Sorry guys didn't realize that media fire was no good, will try to upload it to you tube.


----------



## kprimm (Mar 14, 2009)

Ok i have it on you tube now, you can check it out here.


----------



## kprimm (Mar 14, 2009)

Here is another shorter clip of monster mash i finished.


----------



## The Watcher (Sep 13, 2008)

That is so cool. I liked it when he through his head back during the wa hoOOOO. I'll bet you are having a blast with this thing.


----------



## RoxyBlue (Oct 6, 2008)

LMAO, I just love this, K! The head movements, the changing colors of the eyes - it's great and just so much fun used with these pieces of music

Hey, I see one of your witches standing in the wings back there:jol:


----------



## Spooky1 (Aug 25, 2008)

Beautiful job. The movement and syncing are excellent. Maybe some day I'll learn how to do stuff like that.


----------



## Spyder (Aug 16, 2008)

Love it! What is the cost of doing something like this?


----------



## kprimm (Mar 14, 2009)

*skulltronix this is halloween*

Here is my latest work, i work almost every day on my haunt, and here is a video of another 7 to 8 hours of work.


----------



## RoxyBlue (Oct 6, 2008)

My favorite movement on this guy is the head shake that starts at about 1:57. The action is a perfect match for the more childlike voices at that point in the song.


----------



## MommaMoose (May 15, 2010)

That was so awesome! One of these days I am going to get into that aspect of prop building.


----------



## morbidmike (Sep 11, 2009)

very cool the head movement is awesome!!!


----------



## fick209 (Aug 31, 2009)

I love the head movements, awesome job!


----------



## RoxyBlue (Oct 6, 2008)

So, K, how are you using this guy in your haunt? Will you have one skellie singing a variety of songs or are you working your way up to a small choir?


----------



## kprimm (Mar 14, 2009)

I am in the process of building a throne of bone for him to sit in as well as his very own crypt to sing from. For now he is all alone, these things are expensive as heck.But maybe if my plans all work out, someday he can have a friend.


----------



## hpropman (Jul 27, 2008)

you do not have to use the skulltronics skulls exclusively there are lot of options for talking skulls or creatures that you add along side of him. Even blinking jack of lanterns for the chorus. You can control them with solid stat relays.


----------



## kprimm (Mar 14, 2009)

*skulltronix shakes them bones*

Here is the latest work i finished for my skulltronix, now it's time to start on grim grinning ghosts.


----------



## RoxyBlue (Oct 6, 2008)

He is one cool dude, K I think you've got a knack for this type of programming.


----------



## halloweenbarbara (Jun 26, 2010)

Love the eyes! I gotta get me one of these!


----------



## fritz42_male (May 5, 2009)

There is one glaringly big thing wrong with this.....









It isn't mine!


----------



## shar (Jun 19, 2010)

Great work!


----------



## Tigr35 (Sep 19, 2009)

Great Job. I'm looking for some new routines (are you interested)? Do you have colorspash lights also programmed?
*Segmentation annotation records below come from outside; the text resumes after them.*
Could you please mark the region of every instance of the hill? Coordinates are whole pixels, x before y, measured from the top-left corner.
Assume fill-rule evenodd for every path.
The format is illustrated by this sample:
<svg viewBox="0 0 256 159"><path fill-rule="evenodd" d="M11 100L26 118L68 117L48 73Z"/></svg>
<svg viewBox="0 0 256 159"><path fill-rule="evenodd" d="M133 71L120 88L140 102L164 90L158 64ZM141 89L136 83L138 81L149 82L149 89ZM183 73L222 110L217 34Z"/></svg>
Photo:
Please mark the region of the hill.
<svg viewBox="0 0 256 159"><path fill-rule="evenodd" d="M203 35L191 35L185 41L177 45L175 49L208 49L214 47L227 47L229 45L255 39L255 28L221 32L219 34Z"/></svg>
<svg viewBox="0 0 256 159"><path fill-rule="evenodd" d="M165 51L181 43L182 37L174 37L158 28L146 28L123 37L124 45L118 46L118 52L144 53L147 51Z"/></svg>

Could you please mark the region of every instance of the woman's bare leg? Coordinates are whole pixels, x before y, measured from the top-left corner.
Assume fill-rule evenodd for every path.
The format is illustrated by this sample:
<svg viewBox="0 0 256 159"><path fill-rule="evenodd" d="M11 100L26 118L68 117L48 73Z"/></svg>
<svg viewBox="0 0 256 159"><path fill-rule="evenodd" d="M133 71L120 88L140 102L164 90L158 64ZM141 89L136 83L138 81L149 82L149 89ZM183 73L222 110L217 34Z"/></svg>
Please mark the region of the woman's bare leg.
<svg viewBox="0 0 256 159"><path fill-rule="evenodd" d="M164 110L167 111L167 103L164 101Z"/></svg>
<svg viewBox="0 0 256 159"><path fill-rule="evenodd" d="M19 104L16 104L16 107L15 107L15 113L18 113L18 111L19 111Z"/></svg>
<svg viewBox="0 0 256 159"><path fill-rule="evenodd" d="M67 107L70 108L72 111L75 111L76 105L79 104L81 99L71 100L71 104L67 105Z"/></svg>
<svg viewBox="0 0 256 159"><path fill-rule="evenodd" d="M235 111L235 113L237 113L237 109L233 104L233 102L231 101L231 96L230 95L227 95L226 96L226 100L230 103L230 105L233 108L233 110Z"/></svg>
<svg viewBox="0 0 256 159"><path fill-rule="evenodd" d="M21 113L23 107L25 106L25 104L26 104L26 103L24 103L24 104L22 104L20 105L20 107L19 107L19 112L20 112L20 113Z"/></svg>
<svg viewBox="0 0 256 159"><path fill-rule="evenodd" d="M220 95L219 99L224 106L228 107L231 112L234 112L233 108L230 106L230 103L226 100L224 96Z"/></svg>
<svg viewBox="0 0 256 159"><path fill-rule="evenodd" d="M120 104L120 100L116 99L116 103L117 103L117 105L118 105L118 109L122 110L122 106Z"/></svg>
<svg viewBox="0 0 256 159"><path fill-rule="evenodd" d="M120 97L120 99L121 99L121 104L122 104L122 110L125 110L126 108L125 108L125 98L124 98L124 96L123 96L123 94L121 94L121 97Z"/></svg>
Feel free to contact me at [email protected]


----------



## GRP (Aug 18, 2009)

*Awsome*

Well done. Hope mine comes out half as good. Is that a Skulltronic body too? Are you doing the lights with the movements? How much are you selling the routine for?


----------



## kprimm (Mar 14, 2009)

I do not have the additional lights for him,cost so much just to get the skulltronix. I will use my own couple lights for him and he will be seated in a throne of bone. The light channels are very easy to program compared to the jaw and other movements. The jaw is by far the most work, and the eyes are fun to play with. There are so many different colors and intensities that you can get.If interested in any of the routines just drop me a PM.


----------



## kprimm (Mar 14, 2009)

*Headless Horseman Skulltronix*

Well here is a video of my newest work. Hope you all like it. I just had to do this one, one of my all time favorite halloween movies and stories.


----------



## shar (Jun 19, 2010)

Oh Oh Oh you did a fantastic job, I love love it!!!! I so wish I could do these!


----------



## shar (Jun 19, 2010)

Had to come back and listen again lol. Brilliant!


----------



## Joiseygal (Sep 3, 2008)

Kprimmn very nice job! Looks and sounds great!


----------



## morbidmike (Sep 11, 2009)

why didnt you make a full band and back up singers LOL!!!! awesome job I wish I knew how to make these things


----------



## JohnnyAppleseed (Apr 8, 2009)

Just so cool, some day, some day I'm going to do the Skulltronix....


----------



## kprimm (Mar 14, 2009)

*Grim grinning ghosts 1 of 2 clips*

Here is some more recent work. Song is long so i only did some of it. Beginning here and next clip shows verses. Hope you guys all like it.


----------



## kprimm (Mar 14, 2009)

*Grim grinning ghosts 2 of 2 main part*

Here is the main part of the song.


----------



## RoxyBlue (Oct 6, 2008)

We're going to have to start calling you the King of Skulltronix


----------